G_Wagon Malware: The Stealthy Threat Lurking in npm Packages
On January 23, 2026, cybersecurity experts uncovered a malicious npm package named `ansi-universal-ui`, masquerading as a legitimate user interface library. This package concealed a sophisticated malware known as G_Wagon, engineered to steal sensitive user data.
Deceptive Facade
The `ansi-universal-ui` package presented itself as a lightweight UI system for modern web applications. However, upon installation, it activated G_Wagon, a multi-stage information stealer. This malware downloaded its own Python runtime and executed obfuscated code to extract browser credentials, cryptocurrency wallet data, cloud service credentials, and messaging tokens. It utilized an embedded Windows DLL, injecting it directly into browser processes via native NT APIs, showcasing advanced technical capabilities. The stolen data was then exfiltrated to Appwrite storage buckets under the attackers’ control.
Infection Mechanism
The infection process was meticulously crafted. Upon installing `ansi-universal-ui`, a post-installation hook automatically triggered the malicious code. The dropper component fetched a Python payload from command and control servers, executed it in memory to avoid writing files to disk, and initiated the data-stealing process. Aikido analysts identified the malware by tracking version iterations and observing the attack’s development across multiple package releases between January 21 and January 23.
Evasion Techniques
G_Wagon’s rapid evolution and sophisticated evasion techniques are particularly concerning. The attackers released ten package versions over two days, continually refining their approach. Early versions included simple placeholder scripts to test the dropper infrastructure. By version 1.3.5, they added legitimate-looking branding with detailed README files describing fictional components like a Virtual Rendering Engine and ThemeProvider.

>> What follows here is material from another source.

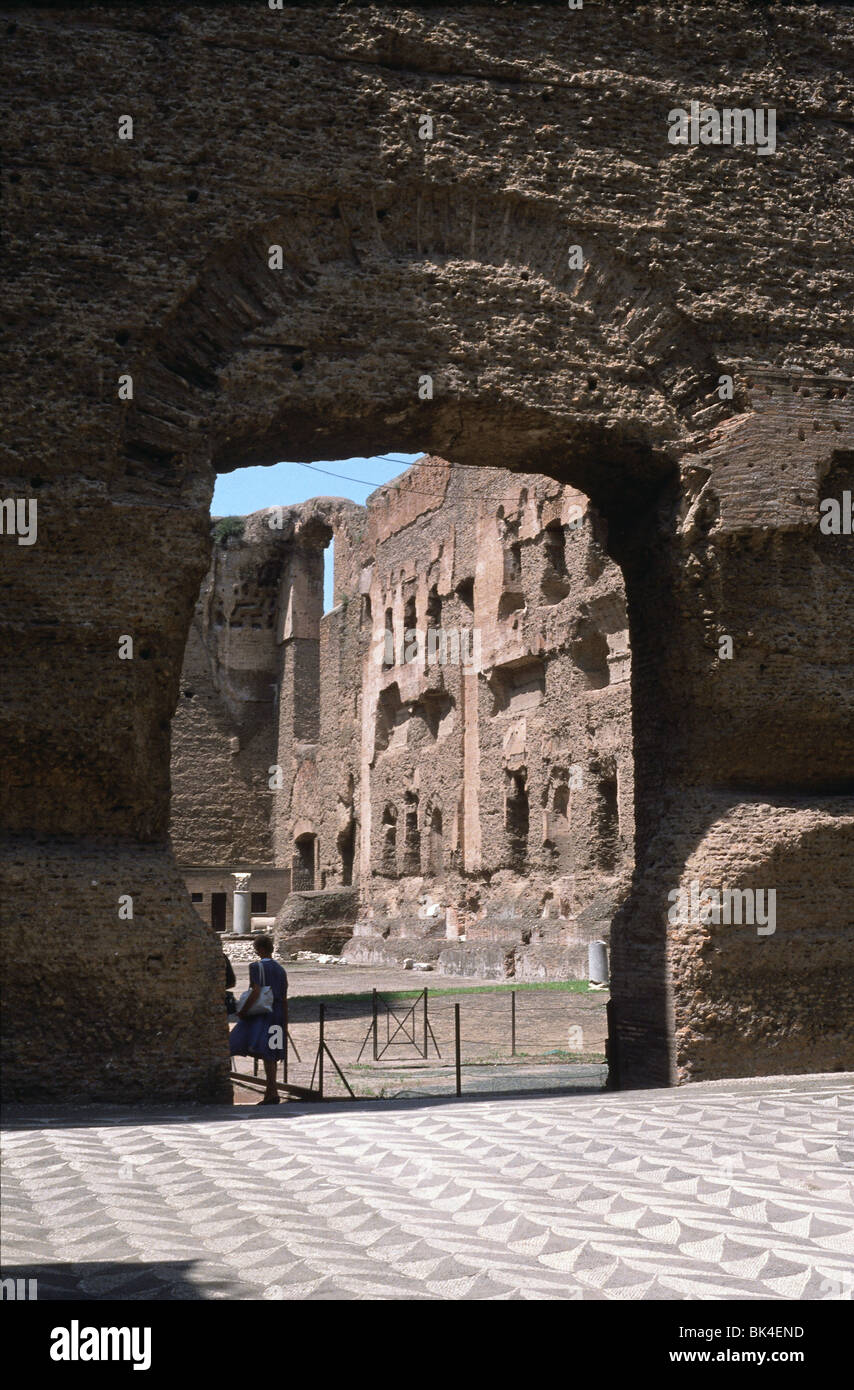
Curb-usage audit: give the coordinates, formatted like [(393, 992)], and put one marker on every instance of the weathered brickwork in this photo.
[(447, 257), (454, 737)]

Subsequent versions enhanced obfuscation. Version 1.4.1 introduced hex-encoded command and control URLs, split into chunks to evade pattern matching. They renamed directories from `python_runtime` to `lib_core/renderer` and changed variable names from `pythonCode` to `_texture_data`, making the code resemble graphics rendering instead of malware. They also switched to piping payloads through stdin rather than creating files, leaving no forensic artifacts on disk for investigators to recover.
This continuous refinement demonstrates an active threat actor learning from their implementation. They fixed bugs within eighteen minutes of discovering issues, moved between different command and control endpoints, and progressively added anti-forensics capabilities, including automatic payload deletion.
Recommendations
Organizations should immediately remove the malicious package versions 1.3.5 through 1.4.1, rotate all stored browser passwords, revoke cryptocurrency wallet extensions, and regenerate cloud provider credentials.